A decentralized finance (DeFi) platform, Warp Finance, which had just gone live a week before, just became the latest victim of a flash loan attack, as per the announcement by the team. As per the announcement, the attacker had used the attack for siphoning off a whopping $8 million in stablecoins and they had managed to accomplish this by exploiting a bug that enabled them to borrow more than they were permitted to. According to Warp Finance, the exploiter had managed to get away with $7.7 million in stablecoins that had been on the lending platform. However, this doesn’t mean that all is lost.
The Warp Finance Team was quick to say that they already had plans in place for recovering about $5.5 million that had been stolen, which are still kept in the collateral vault. The DeFi platform also said that users had also seen a loss due to this attack would not have to suffer as the funds will be distributed to them. It was just before the hack that the Warp Finance team had informed the users to not deposit stablecoins into the DeFi platform as they had come to see some irregularities. As far as Warp is concerned, the protocol had been launched at the end of October and the official launch of the platform had been made on December 9th.
What does this mean? This means that it took only eight days after the launch of the platform for it to see a theft of around $7.7 million, which makes its introduction and entrance into the relentless world of decentralized finance exploits as a rather harsh one.

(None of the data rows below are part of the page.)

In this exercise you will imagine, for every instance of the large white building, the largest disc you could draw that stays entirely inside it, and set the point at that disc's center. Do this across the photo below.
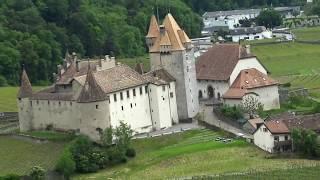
(230, 73)
(91, 96)
(171, 49)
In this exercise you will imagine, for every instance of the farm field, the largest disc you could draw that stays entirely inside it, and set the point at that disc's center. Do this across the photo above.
(287, 59)
(308, 34)
(19, 156)
(195, 153)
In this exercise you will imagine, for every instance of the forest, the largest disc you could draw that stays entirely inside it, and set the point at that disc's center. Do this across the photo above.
(37, 33)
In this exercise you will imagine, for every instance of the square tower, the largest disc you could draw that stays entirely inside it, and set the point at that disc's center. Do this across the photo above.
(170, 48)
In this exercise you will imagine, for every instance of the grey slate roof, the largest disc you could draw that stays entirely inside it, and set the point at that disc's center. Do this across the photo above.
(25, 88)
(91, 91)
(247, 30)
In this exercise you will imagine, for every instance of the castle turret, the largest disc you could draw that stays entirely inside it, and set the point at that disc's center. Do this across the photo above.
(153, 32)
(173, 51)
(25, 103)
(93, 108)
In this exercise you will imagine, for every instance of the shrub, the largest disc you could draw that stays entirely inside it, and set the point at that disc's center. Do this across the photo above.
(116, 156)
(10, 177)
(130, 152)
(37, 173)
(66, 164)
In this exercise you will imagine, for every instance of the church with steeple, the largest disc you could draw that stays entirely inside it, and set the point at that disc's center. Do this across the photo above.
(170, 49)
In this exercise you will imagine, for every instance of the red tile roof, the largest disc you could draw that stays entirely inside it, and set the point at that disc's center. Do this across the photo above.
(277, 127)
(219, 61)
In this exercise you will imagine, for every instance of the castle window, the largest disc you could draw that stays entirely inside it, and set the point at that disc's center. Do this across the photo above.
(121, 95)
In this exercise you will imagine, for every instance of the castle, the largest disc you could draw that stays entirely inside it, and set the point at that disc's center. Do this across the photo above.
(89, 96)
(170, 48)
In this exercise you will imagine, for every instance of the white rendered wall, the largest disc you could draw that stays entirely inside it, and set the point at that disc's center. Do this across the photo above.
(173, 103)
(138, 116)
(247, 63)
(264, 140)
(268, 96)
(25, 114)
(218, 86)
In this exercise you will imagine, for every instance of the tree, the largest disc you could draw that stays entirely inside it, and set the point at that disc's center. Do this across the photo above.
(269, 18)
(251, 105)
(107, 137)
(305, 141)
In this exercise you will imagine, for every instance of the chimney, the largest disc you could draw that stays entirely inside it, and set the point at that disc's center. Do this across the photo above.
(162, 30)
(100, 62)
(74, 56)
(77, 66)
(59, 70)
(107, 57)
(248, 49)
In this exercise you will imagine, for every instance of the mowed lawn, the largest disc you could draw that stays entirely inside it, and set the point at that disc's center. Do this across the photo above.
(308, 34)
(289, 58)
(18, 156)
(195, 153)
(8, 98)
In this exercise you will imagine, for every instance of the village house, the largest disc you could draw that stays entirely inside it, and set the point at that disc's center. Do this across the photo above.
(230, 73)
(92, 95)
(273, 136)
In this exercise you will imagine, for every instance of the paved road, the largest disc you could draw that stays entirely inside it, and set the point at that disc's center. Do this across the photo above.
(174, 129)
(212, 119)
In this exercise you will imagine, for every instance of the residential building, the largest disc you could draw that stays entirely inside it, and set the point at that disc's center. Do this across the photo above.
(250, 33)
(230, 73)
(171, 49)
(273, 136)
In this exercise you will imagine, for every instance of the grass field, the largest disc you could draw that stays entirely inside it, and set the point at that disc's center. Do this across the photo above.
(308, 34)
(19, 156)
(289, 58)
(195, 153)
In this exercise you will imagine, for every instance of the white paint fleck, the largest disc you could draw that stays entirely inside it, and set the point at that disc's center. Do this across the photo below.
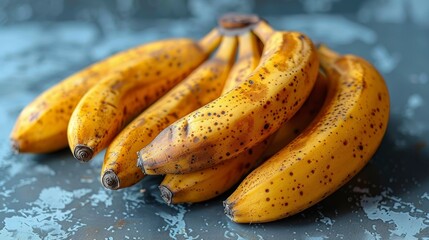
(403, 219)
(420, 78)
(325, 220)
(414, 101)
(175, 222)
(44, 170)
(102, 196)
(360, 190)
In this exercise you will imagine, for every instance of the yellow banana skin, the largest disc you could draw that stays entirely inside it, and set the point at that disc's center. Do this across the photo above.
(108, 106)
(42, 125)
(334, 148)
(244, 116)
(200, 87)
(208, 183)
(292, 128)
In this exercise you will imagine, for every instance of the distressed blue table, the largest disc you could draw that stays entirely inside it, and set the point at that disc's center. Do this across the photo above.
(52, 196)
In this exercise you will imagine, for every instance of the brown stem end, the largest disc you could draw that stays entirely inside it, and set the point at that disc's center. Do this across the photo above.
(237, 20)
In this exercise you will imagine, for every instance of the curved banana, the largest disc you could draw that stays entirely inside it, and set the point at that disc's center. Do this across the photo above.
(334, 148)
(244, 116)
(211, 182)
(42, 125)
(202, 86)
(292, 128)
(108, 106)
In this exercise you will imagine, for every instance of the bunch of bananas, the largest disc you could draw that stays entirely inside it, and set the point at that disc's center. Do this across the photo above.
(301, 119)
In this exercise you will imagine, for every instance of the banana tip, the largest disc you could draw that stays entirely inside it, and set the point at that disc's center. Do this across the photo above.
(83, 153)
(166, 194)
(110, 180)
(140, 162)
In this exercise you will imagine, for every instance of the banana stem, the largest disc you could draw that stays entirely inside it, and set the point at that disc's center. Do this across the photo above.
(247, 45)
(227, 49)
(326, 54)
(210, 41)
(264, 31)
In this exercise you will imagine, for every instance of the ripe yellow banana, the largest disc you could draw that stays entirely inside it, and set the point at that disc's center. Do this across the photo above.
(42, 125)
(336, 146)
(109, 105)
(202, 86)
(292, 128)
(244, 116)
(211, 182)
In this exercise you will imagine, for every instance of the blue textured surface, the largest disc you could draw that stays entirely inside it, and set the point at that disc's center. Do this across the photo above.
(53, 196)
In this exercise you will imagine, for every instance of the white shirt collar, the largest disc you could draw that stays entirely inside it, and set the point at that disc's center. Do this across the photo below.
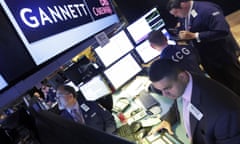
(188, 90)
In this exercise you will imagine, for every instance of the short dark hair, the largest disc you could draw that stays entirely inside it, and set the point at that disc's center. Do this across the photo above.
(68, 89)
(163, 68)
(157, 37)
(175, 4)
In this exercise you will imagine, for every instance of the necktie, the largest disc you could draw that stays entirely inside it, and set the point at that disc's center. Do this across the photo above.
(184, 115)
(187, 23)
(77, 116)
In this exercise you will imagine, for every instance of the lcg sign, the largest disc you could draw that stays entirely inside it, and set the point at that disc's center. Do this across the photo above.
(39, 19)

The flash loan attack that happened at Warp Finance involves users borrowing collateral and then returning it through a single transaction, after they have used the same assets for manipulating the price. A white hat hacker, Emiliano Bonassi, put in some effort for investigating the attack.
He is convinced that multiple ‘flash swaps’ had been involved in the attack and three liquidity pools of Uniswap had also been involved. These three pools of the decentralized exchange included Wrapped BTC, USDT and USDC. Two loans from a crypto trading platform dYdX were also involved in the flash loan attack, which involved Ether and DAI. This assessment from Bonassi makes it clear that the flash loan attack had been planned well in advance, as there were a number of steps that were part of the process.
Sadly, DeFi protocols across the board have had to deal with the problem of flash loan attacks, as Compound had to deal with a loss of $89 million while Harvest Finance ended up losing a total of $34 million. This doesn’t include the numerous exploits and thefts that had occurred due to exploited codes and more. Nonetheless, these decentralized finance (DeFi) protocols have come a long way before they begin finding their feed and it appears that they are going to learn some very expensive lessons on the way. Warp has promised to provide a more detailed post-mortem to its clients.